Prompt: “A beautiful 35 year old woman of average build wearing a pink tulle dress sits on the ground in front of the Eiffel Tower…”
- Janus-Pro struggled with proportions, whereas Dall-E 3 displayed more precise visual details.
Prompt: “An image of a little boy holding a white board with the text ‘AI is awesome!’”
- Dall-E 3 produced clearer text, while Janus-Pro’s letters were somewhat distorted.

It is possible that specific fine-tuning or parameters might improve Janus-Pro’s outputs. By default settings, however, Dall-E 3 often seems to provide more polished results.

For those seeking a superior AI image generator, the Flux Pro 1.1 Ultra within Flux Labs AI is frequently cited as among the best. This open-weight model allows custom fine-tuning on user-provided images.

Getting Started with Janus-Pro

DeepSeek has made Janus models freely available on HuggingFace, supporting broader academic and commercial research:

Janus-1.3B
JanusFlow-1.3B
Janus-Pro-1B
Janus-Pro-7B

Note that Janus-Pro 7B uses nearly 15GB of memory.

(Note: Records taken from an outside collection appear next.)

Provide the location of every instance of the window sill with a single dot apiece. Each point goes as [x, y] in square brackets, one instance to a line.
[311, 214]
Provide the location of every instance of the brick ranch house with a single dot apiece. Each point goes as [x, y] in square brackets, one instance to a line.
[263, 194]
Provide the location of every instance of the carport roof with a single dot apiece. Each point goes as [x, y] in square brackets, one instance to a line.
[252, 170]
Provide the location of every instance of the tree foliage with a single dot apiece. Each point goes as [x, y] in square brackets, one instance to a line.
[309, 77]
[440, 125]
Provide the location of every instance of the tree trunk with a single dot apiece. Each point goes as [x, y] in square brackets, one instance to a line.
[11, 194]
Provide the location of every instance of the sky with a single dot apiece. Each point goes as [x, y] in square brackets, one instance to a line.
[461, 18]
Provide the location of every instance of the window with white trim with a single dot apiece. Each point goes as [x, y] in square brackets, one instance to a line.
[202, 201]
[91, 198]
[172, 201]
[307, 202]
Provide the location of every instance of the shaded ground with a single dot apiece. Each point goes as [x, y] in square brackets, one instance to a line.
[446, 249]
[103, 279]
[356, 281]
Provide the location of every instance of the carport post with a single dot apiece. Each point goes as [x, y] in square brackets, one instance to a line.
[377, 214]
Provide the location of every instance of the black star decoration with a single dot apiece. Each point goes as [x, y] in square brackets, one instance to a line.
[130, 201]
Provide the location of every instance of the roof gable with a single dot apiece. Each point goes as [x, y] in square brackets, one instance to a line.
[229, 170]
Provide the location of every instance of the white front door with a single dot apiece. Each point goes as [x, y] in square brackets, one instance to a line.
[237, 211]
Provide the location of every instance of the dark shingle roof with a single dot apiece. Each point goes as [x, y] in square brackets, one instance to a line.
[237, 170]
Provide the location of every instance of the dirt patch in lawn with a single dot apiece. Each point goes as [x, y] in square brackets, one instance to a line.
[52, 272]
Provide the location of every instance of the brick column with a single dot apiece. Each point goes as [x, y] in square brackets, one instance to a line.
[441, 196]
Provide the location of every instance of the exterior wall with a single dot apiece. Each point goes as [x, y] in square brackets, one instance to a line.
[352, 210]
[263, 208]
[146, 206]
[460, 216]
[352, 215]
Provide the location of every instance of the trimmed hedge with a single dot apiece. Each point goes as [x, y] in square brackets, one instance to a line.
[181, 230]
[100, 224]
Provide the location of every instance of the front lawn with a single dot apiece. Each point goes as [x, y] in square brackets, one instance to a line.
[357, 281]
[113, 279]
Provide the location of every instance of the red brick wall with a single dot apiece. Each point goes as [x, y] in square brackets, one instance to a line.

For those not wishing to run the model locally, a Gradio demo is provided on HuggingFace, enabling text-to-image and image captioning directly in the browser.

Example: Multimodal Understanding

Users can upload an image and prompt Janus-Pro to explain it. For instance, providing a “buff Doge vs. Cheems” meme yields a breakdown of how each Doge represents advanced or simple visual encoding approaches, respectively. This feature has potential for auto-captioning or generating alternative text.

Sample Code Snippet

DeepSeek offers an inference script to generate images from text. The process involves:

Loading the Janus-Pro-7B model into memory.
Encoding text prompts using VLChatProcessor.
Storing output tokens for each generated image.
Decoding tokens into a final 384×384 image.

Users can adapt this script for custom workflows or integrate Janus-Pro into existing pipelines.

Final Thoughts

Although DeepSeek promotes Janus-Pro as a competitor to Dall-E 3, real-world testing indicates that Janus-Pro may lag behind in generating consistently high-quality images. Its 384×384 resolution and associated reconstruction losses can result in outputs with less detail than some might expect. Nonetheless, Janus-Pro’s open-source availability underscores DeepSeek’s intent to innovate and drive competition in the AI image arena. As the company continues refining its technology, its commitment to accessible, open development could pose a disruptive force in the broader marketplace.